Andrew looked away, his eyes aching, his face wet with tears.

"Soon you will not care. Find comfort in the knowledge that you will have no cares, and that you will be treasured far more than you ever were in that dingy mill town of yours."

Granddad left. Andrew found himself at the balcony with dry heaves, no food in his gut. He cried, wept until he ached all over. Then he crawled on to the bed and stared up at the canopy of gilded silk. He longed for the smells of home. The wet stone, moss, the musty cellar, a crackling fire of hickory and oak, and Aunt Molly's scones. Here, the dry air smelled of dust and peat, cinnamon and sage.

It was dark when the door opened and an old woman entered.
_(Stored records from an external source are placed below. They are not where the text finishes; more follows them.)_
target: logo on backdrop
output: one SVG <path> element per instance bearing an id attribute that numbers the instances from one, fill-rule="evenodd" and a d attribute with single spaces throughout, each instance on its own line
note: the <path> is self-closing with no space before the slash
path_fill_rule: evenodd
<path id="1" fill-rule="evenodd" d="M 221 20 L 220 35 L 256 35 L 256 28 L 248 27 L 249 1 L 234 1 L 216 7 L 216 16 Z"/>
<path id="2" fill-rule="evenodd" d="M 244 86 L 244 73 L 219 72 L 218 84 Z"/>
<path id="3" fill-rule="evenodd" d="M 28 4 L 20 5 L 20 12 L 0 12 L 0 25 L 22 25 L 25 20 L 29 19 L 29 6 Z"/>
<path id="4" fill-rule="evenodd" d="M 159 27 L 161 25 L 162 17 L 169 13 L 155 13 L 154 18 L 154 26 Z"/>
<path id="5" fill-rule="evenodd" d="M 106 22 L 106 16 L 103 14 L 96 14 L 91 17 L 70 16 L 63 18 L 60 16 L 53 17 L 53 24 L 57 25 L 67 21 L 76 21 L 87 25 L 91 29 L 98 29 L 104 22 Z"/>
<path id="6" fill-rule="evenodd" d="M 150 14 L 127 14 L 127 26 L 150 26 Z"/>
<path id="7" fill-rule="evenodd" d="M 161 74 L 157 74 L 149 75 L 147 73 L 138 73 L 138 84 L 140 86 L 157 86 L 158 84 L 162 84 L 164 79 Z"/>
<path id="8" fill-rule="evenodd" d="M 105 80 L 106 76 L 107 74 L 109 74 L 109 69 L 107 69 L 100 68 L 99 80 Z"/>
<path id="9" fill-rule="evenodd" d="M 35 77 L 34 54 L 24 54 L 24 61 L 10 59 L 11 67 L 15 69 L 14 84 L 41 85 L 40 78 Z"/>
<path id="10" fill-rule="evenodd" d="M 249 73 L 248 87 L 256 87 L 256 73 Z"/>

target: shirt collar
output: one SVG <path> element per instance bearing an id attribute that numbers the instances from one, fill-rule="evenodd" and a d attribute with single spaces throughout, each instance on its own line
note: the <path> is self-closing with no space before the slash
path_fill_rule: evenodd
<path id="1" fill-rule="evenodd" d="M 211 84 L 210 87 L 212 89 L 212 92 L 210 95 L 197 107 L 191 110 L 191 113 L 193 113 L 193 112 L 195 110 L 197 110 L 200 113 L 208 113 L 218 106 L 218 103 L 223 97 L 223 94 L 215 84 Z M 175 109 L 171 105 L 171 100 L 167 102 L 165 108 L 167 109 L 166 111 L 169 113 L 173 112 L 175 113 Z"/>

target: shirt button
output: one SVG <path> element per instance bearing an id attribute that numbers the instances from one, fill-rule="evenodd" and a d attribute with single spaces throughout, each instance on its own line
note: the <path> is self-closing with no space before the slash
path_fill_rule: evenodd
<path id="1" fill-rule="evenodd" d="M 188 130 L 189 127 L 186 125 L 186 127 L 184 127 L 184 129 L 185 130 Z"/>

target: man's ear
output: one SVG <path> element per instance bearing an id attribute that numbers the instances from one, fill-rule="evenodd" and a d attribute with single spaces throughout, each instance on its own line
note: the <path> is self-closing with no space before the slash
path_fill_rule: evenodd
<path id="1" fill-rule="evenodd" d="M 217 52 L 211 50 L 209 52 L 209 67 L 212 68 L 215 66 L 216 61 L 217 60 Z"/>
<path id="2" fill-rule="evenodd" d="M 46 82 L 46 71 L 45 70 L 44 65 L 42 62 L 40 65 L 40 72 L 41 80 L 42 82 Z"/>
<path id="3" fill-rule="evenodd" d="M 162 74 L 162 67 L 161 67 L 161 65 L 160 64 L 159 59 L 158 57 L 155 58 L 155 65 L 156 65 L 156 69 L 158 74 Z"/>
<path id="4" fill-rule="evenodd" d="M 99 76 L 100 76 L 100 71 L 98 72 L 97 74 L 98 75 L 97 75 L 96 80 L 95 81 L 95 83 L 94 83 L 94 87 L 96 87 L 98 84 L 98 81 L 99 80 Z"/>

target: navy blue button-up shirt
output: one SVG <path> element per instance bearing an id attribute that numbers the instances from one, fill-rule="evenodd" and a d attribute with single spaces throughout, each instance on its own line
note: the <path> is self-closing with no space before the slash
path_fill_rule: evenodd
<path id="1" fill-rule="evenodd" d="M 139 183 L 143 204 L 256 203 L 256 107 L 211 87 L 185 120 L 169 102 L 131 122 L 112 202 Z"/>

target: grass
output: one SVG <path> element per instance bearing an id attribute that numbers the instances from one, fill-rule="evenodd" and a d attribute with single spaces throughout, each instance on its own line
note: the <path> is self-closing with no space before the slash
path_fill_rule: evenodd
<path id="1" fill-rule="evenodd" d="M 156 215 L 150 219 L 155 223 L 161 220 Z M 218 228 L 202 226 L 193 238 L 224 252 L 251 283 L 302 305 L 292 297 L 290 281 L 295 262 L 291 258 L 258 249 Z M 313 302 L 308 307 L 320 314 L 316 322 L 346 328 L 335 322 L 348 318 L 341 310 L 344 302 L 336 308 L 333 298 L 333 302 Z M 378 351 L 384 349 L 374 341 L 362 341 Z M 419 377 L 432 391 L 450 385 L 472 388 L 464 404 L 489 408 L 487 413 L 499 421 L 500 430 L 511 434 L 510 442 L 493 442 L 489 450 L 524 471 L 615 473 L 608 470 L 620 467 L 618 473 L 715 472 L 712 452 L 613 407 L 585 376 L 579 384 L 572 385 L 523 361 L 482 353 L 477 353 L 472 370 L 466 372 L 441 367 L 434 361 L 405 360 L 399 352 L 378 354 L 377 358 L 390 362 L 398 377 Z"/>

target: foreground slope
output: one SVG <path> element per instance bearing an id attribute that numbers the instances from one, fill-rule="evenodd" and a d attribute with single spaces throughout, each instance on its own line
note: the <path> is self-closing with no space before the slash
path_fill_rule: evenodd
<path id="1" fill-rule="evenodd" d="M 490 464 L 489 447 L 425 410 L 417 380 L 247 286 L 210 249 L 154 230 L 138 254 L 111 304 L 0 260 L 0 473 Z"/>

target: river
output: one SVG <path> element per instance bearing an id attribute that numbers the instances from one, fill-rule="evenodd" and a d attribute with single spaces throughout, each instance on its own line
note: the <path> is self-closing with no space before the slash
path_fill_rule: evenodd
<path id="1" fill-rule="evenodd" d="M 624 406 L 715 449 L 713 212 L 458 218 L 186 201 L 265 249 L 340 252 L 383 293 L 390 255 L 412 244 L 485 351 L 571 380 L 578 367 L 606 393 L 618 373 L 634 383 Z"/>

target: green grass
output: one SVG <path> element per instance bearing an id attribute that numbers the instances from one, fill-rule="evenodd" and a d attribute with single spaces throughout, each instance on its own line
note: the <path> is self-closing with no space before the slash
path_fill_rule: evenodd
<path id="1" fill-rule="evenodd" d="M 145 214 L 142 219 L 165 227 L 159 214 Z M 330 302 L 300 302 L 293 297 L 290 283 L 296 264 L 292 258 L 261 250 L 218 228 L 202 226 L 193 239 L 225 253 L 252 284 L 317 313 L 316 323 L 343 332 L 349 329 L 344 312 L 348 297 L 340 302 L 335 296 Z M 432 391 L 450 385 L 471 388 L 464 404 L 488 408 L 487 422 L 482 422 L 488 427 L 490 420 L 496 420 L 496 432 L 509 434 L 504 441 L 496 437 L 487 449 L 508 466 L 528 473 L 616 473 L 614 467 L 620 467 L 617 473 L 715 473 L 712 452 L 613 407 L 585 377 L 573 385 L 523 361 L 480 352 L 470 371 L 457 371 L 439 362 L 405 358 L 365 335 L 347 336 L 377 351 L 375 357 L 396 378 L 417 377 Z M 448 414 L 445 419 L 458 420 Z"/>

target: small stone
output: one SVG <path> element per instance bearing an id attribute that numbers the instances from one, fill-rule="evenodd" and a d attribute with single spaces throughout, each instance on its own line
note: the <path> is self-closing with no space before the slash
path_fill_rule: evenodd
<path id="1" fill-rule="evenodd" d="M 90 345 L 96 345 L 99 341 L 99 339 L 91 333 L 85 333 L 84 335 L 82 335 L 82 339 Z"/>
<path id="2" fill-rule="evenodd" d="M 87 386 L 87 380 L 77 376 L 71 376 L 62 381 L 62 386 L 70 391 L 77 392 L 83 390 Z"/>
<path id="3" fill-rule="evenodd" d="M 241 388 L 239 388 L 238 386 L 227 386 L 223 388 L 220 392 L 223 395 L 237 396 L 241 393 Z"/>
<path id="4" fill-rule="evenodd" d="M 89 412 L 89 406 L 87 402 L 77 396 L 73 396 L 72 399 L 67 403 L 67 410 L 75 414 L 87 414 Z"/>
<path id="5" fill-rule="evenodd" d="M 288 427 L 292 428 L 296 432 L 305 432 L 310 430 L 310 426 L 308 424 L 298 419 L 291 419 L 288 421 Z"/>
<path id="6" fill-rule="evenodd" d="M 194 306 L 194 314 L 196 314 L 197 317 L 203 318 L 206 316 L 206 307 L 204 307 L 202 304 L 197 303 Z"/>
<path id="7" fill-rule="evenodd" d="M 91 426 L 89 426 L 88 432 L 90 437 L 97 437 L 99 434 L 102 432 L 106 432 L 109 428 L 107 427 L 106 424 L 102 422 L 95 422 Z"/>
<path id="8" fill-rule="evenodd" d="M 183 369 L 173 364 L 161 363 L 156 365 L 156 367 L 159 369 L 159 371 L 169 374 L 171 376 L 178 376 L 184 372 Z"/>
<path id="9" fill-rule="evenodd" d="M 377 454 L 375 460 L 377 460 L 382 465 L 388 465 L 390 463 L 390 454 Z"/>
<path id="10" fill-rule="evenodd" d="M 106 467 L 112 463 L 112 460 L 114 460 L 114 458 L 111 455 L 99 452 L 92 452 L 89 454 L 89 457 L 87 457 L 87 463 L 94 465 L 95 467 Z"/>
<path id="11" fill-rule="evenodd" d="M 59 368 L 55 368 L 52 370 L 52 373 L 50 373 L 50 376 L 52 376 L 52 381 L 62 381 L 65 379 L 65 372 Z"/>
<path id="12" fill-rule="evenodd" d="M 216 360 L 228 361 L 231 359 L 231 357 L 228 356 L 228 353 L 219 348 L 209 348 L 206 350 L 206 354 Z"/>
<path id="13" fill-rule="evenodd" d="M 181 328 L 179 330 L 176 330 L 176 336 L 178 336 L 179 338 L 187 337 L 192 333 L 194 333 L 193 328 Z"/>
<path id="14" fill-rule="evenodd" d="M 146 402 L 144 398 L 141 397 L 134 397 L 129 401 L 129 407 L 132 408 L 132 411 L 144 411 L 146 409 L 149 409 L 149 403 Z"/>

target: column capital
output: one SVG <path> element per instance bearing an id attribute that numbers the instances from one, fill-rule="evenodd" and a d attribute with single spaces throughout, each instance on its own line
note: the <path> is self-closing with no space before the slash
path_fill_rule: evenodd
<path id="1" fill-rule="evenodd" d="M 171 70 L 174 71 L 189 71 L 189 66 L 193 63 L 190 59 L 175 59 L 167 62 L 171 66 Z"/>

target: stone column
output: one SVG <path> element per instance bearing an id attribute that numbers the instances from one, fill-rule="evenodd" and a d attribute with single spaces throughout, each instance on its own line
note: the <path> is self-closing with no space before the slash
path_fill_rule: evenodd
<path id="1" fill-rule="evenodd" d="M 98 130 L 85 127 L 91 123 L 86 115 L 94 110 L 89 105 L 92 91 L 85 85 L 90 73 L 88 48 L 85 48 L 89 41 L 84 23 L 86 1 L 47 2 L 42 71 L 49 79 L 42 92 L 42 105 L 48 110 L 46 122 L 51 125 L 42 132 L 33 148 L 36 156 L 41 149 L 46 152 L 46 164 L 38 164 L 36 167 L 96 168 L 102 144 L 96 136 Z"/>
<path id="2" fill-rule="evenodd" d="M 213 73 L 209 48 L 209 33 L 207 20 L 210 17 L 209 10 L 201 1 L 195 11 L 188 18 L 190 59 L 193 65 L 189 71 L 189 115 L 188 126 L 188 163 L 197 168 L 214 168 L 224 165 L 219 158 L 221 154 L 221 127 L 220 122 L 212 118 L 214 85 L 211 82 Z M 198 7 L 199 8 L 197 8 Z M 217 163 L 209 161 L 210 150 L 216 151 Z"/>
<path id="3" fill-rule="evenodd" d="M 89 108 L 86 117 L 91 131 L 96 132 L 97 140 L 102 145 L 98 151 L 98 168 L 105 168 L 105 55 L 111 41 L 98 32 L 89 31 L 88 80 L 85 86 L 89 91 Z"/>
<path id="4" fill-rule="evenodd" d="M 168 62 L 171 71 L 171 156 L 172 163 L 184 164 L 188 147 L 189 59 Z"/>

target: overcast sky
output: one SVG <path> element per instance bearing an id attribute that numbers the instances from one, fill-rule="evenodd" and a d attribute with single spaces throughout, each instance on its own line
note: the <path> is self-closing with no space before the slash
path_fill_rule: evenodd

She went to the bedside and sat down, stroking Andrew's hair. In the darkness, he whispered, "Mum?"

"I will be your mother, your father, your God, my son. And you will be my greatest joy. Lie still, remember all that has been your life, and feel the joy and pleasure that innocence brings. I will not cause you pain, or touch you. In turn, your fear will pass, your cares and longings will lessen."

Andrew tried to sit up. Her hand went softly to his chest. "No, Andrew. Trust me. This will be like a dream. Lie still."

He obeyed. The woman had a quality even more compelling than the granddad. Her eyes shone in the dark, the same pale blue, her pupils sharp pinpoints floating in the centre. She smelled of cedar wood and orange blossoms, though it was more like distant smoke from a smouldering fire than emanating from her. She put her hands over him, as if warming them on the heat that rose from him. He closed his eyes and the dream came.

Nightmares, really. First, he saw his mother, young and naive, silly and carefree. She went to the pub to drink ale with her girlfriends, until a tall, handsome man came in and broke up the girls. He cornered Bernadette and filled her full of flattery. She kissed the man she hardly knew and let him paw her right there in the pub. His hand went under her skirt and she was wet with desire.

The man walked her to his car and proceeded to take her. They were like two naked organisms, undulating and folding into and out of each other. After he was done with her, he told her he loved her. She didn't believe him. She didn't dare. They kissed passionately, he promised he would call on her, and then he dropped her at her parents' flat.

The next night, she found another man, and the next night another. None of them ever called for her, and none of them was around when she found herself pregnant. So, she began sleeping with her sister's husband Phillip, who had always fancied her more than the plain Molly. She claimed Phillip was the father. He killed himself rather than face the shame, and Molly. Poor Molly.

Phillip had mortgaged the house to the limit, had gambling debts and expense accounts for presents to the lovely young Bernadette that were begging payment. Molly lost the house, destitute, on the dole, but when her sister came crawling for help with the brat, Molly swallowed her pride and went to live with Bernadette in their parents' house. In the end, Molly thought, the baby boy could not have been Phillip's. The timing was off by almost three months. Phillip had just been another one of Bernadette's fools.